19 Mai : Journée mondiale des Maladies Inflammatoires Chroniques de l’Intestin (MICI)

Les MICI touchent environ 200 000 personnes en France et plus de 6 millions dans le monde. Elles sont le plus souvent diagnostiquées chez des sujets jeunes, âgés de 20 à 30 ans. Toutefois, elles peuvent survenir à tout âge et 15% des cas concernent des enfants.

Le nombre de nouveaux cas est en forte augmentation dans les pays en cours d’industrialisation (Pays du Maghreb, Asie, Afrique du Sud...).

Les MICI : qu’est ce que c’est ?

Les MICI sont la conséquence de l’inflammation de la paroi du tube digestif liée à l’hyperactivité du système immunitaire. Il existe 2 maladies : la maladie de Crohn et la recto-colite hémorragique (RCH).

La maladie de Crohn entraîne une inflammation de l’ensemble du tube digestif  tandis que dans la RCH, l’inflammation se situe au niveau du colon et du rectum.

Quels sont les symptômes ?

Les principaux signes cliniques sont digestifs : douleurs abdominales, diarrhées, nausées, avec fatigue, perte de poids.
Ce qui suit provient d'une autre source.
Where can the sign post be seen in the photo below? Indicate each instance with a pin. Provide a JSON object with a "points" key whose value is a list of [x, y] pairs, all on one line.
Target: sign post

Ceux-ci pouvant s’accompagner de signes extra-intestinaux (articulaires, oculaires, cutanées ou hépatiques...).

Les MICI évoluent par poussées inflammatoires d’intensité et de durée variable selon les patients alternant avec des phases de rémission.

Comment faire le diagnostic ?

Le diagnostic repose sur un faisceau d’arguments à la fois cliniques, radiologiques et biologiques. Un bilan sanguin permet de rechercher des anticorps. De plus, la réalisation d’une endoscopie digestive permet la recherche et la localisation des lésions. Une biopsie peut être réalisée en vue d’analyses anatomo-cytopathologiques.

Et le traitement ?

Il n’existe pas de traitement curatif. Les médicaments actuels permettent la plupart du temps un contrôle durable de la maladie et une qualité de vie satisfaisante en réduisant les poussées.